Pregnancy can take quite the toll on a woman's body. During and after childbirth, there are different conditions that can develop that contribute to disability and can affect the amount of time a woman will spend both in the hospital and at home prior to returning to work. This article will go over a few of these medical complications and what you can expect after discharge home from the hospital.


Nerve Injury

Most commonly, different types of nerve injuries can occur to a woman related to childbirth as peripheral nerve injuries or injuries that result from funny or prolonged positioning of the legs during labor. Common examples of this type of injury include peroneal or fibular nerve injury at the knee, femoral or lateral femoral cutaneous nerve injuries at the hip, or sciatic nerve injuries at the buttock. These peripheral nerve injuries commonly manifest as sensory changes such as numbness or tingling of different parts of the leg. They can also be more severe and cause varying degrees of weakness of the leg or foot. Usually, a woman will experience symptoms within hours to days of delivery. Symptoms will peak at days to a week after delivery. Depending on the severity of injury, it may take weeks to up to a year for resolution of symptoms. 

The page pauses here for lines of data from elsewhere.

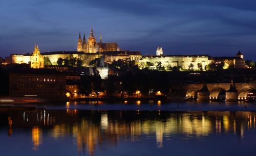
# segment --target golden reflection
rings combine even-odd
[[[158,105],[158,106],[161,105],[161,101],[160,100],[157,101],[157,105]]]
[[[90,155],[93,155],[96,147],[102,142],[116,145],[121,138],[133,142],[138,141],[142,135],[153,135],[155,137],[156,146],[161,147],[164,146],[165,137],[170,134],[182,134],[185,137],[195,135],[199,138],[210,134],[230,133],[243,139],[245,131],[255,126],[255,114],[248,112],[167,114],[164,111],[161,112],[160,116],[158,115],[160,112],[154,113],[156,118],[148,118],[144,111],[140,112],[139,110],[132,113],[120,111],[119,113],[99,111],[88,111],[84,114],[86,117],[81,118],[80,115],[82,113],[78,116],[76,111],[67,110],[65,115],[74,119],[79,117],[80,118],[78,121],[54,125],[51,136],[54,138],[73,137],[79,154],[87,152]],[[133,116],[133,119],[126,120],[124,117],[127,115]],[[41,133],[38,127],[32,129],[35,149],[37,149],[42,141]]]
[[[225,132],[229,131],[229,119],[226,115],[223,115],[223,125]]]
[[[140,105],[141,102],[141,101],[140,101],[140,100],[136,101],[136,104],[137,104],[137,105]]]
[[[34,127],[32,129],[32,140],[33,149],[37,150],[38,146],[42,143],[42,130],[38,127]]]

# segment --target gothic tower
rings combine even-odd
[[[88,40],[87,52],[89,53],[97,53],[96,39],[93,35],[93,26],[91,29],[91,33]]]
[[[102,40],[101,38],[101,34],[100,34],[100,37],[99,38],[99,51],[102,52],[103,47],[102,47]]]
[[[157,47],[157,53],[156,53],[156,55],[157,56],[162,56],[163,55],[163,49],[162,49],[162,47],[159,48],[159,46]]]
[[[83,38],[82,39],[82,51],[83,52],[86,52],[87,51],[87,44],[86,44],[86,39],[84,33],[83,33]]]
[[[81,39],[81,34],[80,33],[78,41],[77,42],[77,51],[82,51],[82,39]]]

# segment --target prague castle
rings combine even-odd
[[[82,40],[79,33],[77,49],[75,51],[53,51],[40,53],[38,46],[35,46],[33,53],[24,55],[12,55],[13,63],[31,63],[34,68],[44,68],[44,60],[49,59],[51,64],[57,65],[59,58],[65,59],[71,55],[82,61],[83,66],[90,66],[91,61],[103,56],[104,62],[111,64],[118,60],[133,61],[140,69],[147,67],[150,69],[156,69],[161,64],[162,67],[168,70],[173,67],[180,67],[183,70],[188,70],[193,66],[195,70],[206,70],[206,66],[214,63],[224,64],[224,68],[232,65],[235,68],[245,67],[243,55],[239,51],[234,57],[212,57],[208,55],[164,55],[161,46],[158,46],[156,55],[142,57],[140,51],[130,51],[121,50],[116,42],[103,43],[101,35],[99,42],[97,42],[92,27],[89,37],[87,39],[85,34]],[[161,62],[161,64],[160,63]]]
[[[191,66],[195,70],[201,70],[199,68],[202,68],[203,70],[206,70],[206,66],[211,63],[223,63],[224,68],[227,68],[231,65],[236,68],[245,67],[244,56],[240,51],[235,57],[212,57],[208,55],[165,56],[162,47],[157,47],[156,55],[143,57],[139,61],[139,66],[140,69],[147,67],[150,69],[156,69],[159,63],[161,67],[167,70],[173,67],[180,67],[183,70],[188,70]]]
[[[83,34],[83,38],[82,40],[81,34],[79,33],[78,41],[77,43],[77,50],[76,51],[59,51],[42,53],[40,54],[38,46],[35,48],[34,53],[27,53],[24,55],[15,54],[11,56],[13,63],[31,63],[31,67],[34,67],[41,68],[41,66],[36,63],[35,61],[44,60],[44,57],[48,58],[51,64],[57,65],[57,61],[59,58],[62,59],[68,58],[70,55],[73,57],[79,59],[83,62],[83,66],[90,66],[90,62],[96,58],[100,58],[103,56],[104,60],[108,63],[112,63],[114,61],[122,60],[124,61],[134,61],[138,63],[139,60],[142,58],[141,54],[139,51],[130,51],[129,50],[123,50],[118,46],[116,42],[102,43],[101,35],[99,42],[97,42],[96,38],[93,34],[93,30],[92,27],[90,36],[87,40],[86,39],[85,35]],[[41,57],[39,57],[37,53],[39,53]],[[35,58],[35,59],[34,59]],[[44,61],[43,61],[44,62]]]
[[[83,38],[81,38],[79,33],[77,43],[77,51],[83,51],[86,53],[96,53],[97,52],[120,51],[120,48],[116,42],[102,43],[101,35],[99,42],[97,43],[96,38],[93,35],[93,27],[91,29],[90,37],[86,42],[86,36],[83,34]]]

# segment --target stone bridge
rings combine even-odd
[[[256,93],[256,83],[173,84],[171,92],[179,97],[198,100],[225,99],[226,100],[246,99]],[[204,97],[202,97],[204,96]]]

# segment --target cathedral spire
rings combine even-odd
[[[91,33],[90,34],[90,38],[94,38],[94,36],[93,36],[93,25],[92,25],[92,28],[91,28]]]
[[[84,33],[83,33],[83,38],[82,39],[82,42],[83,43],[86,43],[86,35],[85,35]]]
[[[101,33],[100,34],[100,37],[99,38],[99,42],[100,43],[101,43],[102,42],[102,38],[101,38]]]
[[[78,40],[81,40],[81,33],[79,32],[79,37],[78,38]]]

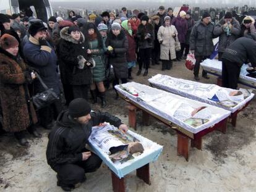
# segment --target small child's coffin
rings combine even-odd
[[[143,146],[134,151],[133,144]],[[89,138],[90,146],[120,178],[142,166],[157,160],[163,146],[130,130],[127,133],[105,123],[93,127]],[[131,148],[130,148],[131,146]],[[137,152],[137,151],[135,151]]]

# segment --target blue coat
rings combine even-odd
[[[59,94],[60,82],[58,74],[57,56],[54,51],[49,45],[41,46],[38,41],[32,36],[25,44],[23,51],[24,57],[28,64],[36,69],[49,88],[53,88],[54,92]],[[35,83],[36,93],[45,91],[39,81],[36,81]]]

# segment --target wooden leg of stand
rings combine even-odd
[[[136,107],[129,105],[129,126],[136,130]]]
[[[189,138],[177,133],[177,154],[182,156],[187,161],[189,161]]]
[[[237,114],[231,114],[231,124],[233,127],[236,127],[236,119],[237,118]]]
[[[145,126],[148,126],[149,123],[149,114],[145,112],[145,111],[142,111],[142,120],[143,120],[143,124]]]
[[[220,127],[217,128],[217,130],[222,132],[223,134],[226,134],[227,133],[227,129],[228,129],[228,119],[225,119],[222,125]]]
[[[220,86],[222,86],[222,79],[220,77],[217,78],[217,85]]]
[[[147,184],[150,185],[149,164],[136,170],[137,176]]]
[[[119,178],[111,171],[112,186],[114,192],[124,192],[124,178]]]
[[[196,148],[197,149],[202,150],[202,145],[203,143],[202,137],[199,137],[191,140],[191,147]]]

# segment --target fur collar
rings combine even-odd
[[[125,38],[126,34],[124,30],[121,30],[120,34],[117,35],[117,37],[116,37],[116,35],[114,35],[113,33],[112,33],[112,31],[111,30],[109,33],[109,38],[111,40],[115,40],[116,38],[117,38],[118,40],[122,40]]]
[[[74,44],[79,44],[79,42],[83,43],[85,42],[85,36],[83,33],[80,32],[81,34],[81,38],[80,39],[79,41],[74,40],[72,38],[71,35],[67,33],[67,30],[69,30],[69,27],[66,27],[63,28],[60,33],[61,38],[67,41],[70,42]]]
[[[15,60],[15,61],[17,61],[17,56],[14,56],[12,55],[11,53],[9,53],[9,52],[6,51],[6,50],[2,49],[1,48],[0,48],[0,54],[3,54],[5,56],[8,57],[11,59]]]

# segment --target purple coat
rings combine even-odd
[[[173,20],[172,25],[174,25],[178,31],[178,39],[180,43],[185,43],[186,35],[187,31],[187,22],[186,19],[181,19],[179,15],[174,18]]]

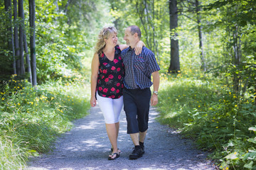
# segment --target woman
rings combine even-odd
[[[117,136],[123,106],[124,76],[121,51],[128,47],[126,45],[117,45],[117,30],[114,27],[104,28],[100,31],[92,61],[90,105],[95,107],[97,98],[103,113],[112,151],[109,160],[114,160],[120,154],[117,149]],[[143,45],[142,41],[138,43],[135,48],[137,55],[142,52]]]

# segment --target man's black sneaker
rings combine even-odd
[[[141,147],[142,149],[142,154],[144,154],[145,153],[144,143],[139,142],[139,146]]]
[[[144,154],[145,153],[145,150],[144,149],[144,147],[141,146],[141,150],[142,150],[142,154]]]
[[[129,159],[137,159],[142,157],[142,149],[139,147],[135,147],[132,151],[132,154],[129,156]]]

If nerve injury is experienced during labor, make sure you alert your doctor to these new symptoms so that she can assess the situation and make the appropriate referral to a specialist.

Most of these nerve injuries tend to resolve on their own without intervention. Generally, a woman may benefit from a physical therapy evaluation to assess the developed deficits and recommend exercises to improve strength and function of the leg. If symptoms are less severe, a person can benefit from a gradual walking program to work on functional strength one day at a time.



During and after labor, a woman may experience different degrees of hemorrhage or bleeding due to complications surrounding the delivery. This unpredictable occurrence can make a big impact on the way a woman feels after delivery due to the low levels of hemoglobin that she might have for months following delivery. Anemia can cause fatigue, and severe anemia can prevent a woman from returning to her daily routine effectively right away after delivery.

If postpartum hemorrhaging occurs, your doctor will likely do routine checks of your hemoglobin level and monitor you over time for signs of improvement. Your body should be able to regenerate these red blood cells on its own, but your doctor may prescribe you an iron supplement to help improve things more quickly. 


Postpartum depression is a serious diagnosis that can affect any woman who is pregnant or has a newborn child. Feeling down and out during and after pregnancy can feel very frustrating to a woman as the time is supposed to be a happy one, but postpartum depression is not something a woman can control.

Common symptoms of postpartum depression include feeling down or apathetic about things that you weren’t before, feeling overly fatigued, not having motivation to do daily activities, difficulty sleeping, and difficulty controlling your mood appropriately. More serious symptoms include thoughts of suicide or self/baby harm. If you suspect that you may have postpartum depression, talk with your doctor about your symptoms. Common treatments include cognitive behavioural therapy and medications aimed at treated depression.

These three issues are some common complications of pregnancy that, while difficult to avoid, can be treated in conjunction with your doctor to improve quality of life and lessen disability over time.